Le Pr Said Chibane est né à Chorfa (Bouira), en 1925, d’une famille d’agriculteurs au pied du Djurdjura. Il fait ses premiers pas à la mosquée de Chorfa, puis fréquente l’école primaire pour indigènes de Ouled Brahim où il obtient son certificat d’études primaires. Il rejoint ensuite le lycée de Benaknoun (Alger) où, après des études perturbées par les évènements du 8 Mai 1945, il obtient le Baccalauréat en 1946. Il se dirige ensuite vers la Faculté de médecine d’Alger où il sera pris par les activités du PPA. Il part ensuite terminer ses études au sein de la Faculté de médecine de Strasbourg. C’est alors qu’il représenta la jeunesse Algérienne au cours du 1er congrès des étudiants arabes à Paris. Il obtient son diplôme d’ophtalmologue en 1959 après avoir soutenu une thèse sur la biochimie du cristallin ; thèse qui sera retardée par la grève générale des étudiants. À son retour en Algérie en Mai 1962, il sera envoyé vers l’hôpital de Tizi-ouzou où il drainera pratiquement seul la consultation en ophtalmologie de toute la kabylie.

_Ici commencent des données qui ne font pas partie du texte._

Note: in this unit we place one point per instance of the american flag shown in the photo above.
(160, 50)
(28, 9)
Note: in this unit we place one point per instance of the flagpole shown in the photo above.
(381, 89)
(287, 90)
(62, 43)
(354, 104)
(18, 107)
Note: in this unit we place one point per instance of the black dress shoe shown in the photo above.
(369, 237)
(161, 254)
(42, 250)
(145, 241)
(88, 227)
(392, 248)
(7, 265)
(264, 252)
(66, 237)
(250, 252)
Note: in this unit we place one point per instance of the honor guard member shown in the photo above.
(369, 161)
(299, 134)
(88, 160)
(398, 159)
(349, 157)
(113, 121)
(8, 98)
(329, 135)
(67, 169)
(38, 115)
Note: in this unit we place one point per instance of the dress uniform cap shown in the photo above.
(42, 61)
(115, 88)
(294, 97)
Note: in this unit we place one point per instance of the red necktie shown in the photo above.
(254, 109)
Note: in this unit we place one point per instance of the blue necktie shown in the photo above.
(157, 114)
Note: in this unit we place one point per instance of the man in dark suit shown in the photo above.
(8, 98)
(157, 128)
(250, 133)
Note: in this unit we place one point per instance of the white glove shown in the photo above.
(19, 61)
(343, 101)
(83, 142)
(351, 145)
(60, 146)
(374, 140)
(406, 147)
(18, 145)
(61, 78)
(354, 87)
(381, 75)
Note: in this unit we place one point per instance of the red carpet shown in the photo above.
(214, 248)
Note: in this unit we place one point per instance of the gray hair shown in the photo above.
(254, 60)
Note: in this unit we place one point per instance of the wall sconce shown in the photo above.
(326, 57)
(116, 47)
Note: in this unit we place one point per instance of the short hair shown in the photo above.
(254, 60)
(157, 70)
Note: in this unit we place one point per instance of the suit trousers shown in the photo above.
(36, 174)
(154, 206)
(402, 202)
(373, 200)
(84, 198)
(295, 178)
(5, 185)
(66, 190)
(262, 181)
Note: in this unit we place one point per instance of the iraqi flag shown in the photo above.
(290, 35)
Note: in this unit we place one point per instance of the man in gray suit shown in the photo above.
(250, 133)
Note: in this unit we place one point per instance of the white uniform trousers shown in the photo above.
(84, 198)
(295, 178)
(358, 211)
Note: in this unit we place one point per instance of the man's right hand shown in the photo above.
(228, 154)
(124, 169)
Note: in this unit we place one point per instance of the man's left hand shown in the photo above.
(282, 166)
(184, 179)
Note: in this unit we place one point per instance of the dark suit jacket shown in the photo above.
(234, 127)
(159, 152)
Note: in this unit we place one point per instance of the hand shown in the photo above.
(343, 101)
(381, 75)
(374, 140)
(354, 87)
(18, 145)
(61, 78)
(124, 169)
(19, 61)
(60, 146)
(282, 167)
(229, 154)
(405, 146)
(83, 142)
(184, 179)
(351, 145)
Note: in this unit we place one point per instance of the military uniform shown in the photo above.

En 1974, il sera nommé chef de service d’ophtalmologie à l’hôpital Mustapha, poste qu’il occupera jusqu’en 1993. En outre, il a occupé plusieurs postes dont président du secours national Algérien, ministre des affaires religieuses, et membre de la commission arabe chargée par l’OMS de l’élaboration du dictionnaire arabe unifié qui a eu pour but d’unifier la nomenclature arabe des termes médicaux.

Qu’est-ce qui vous a amené à pratiquer la médecine ?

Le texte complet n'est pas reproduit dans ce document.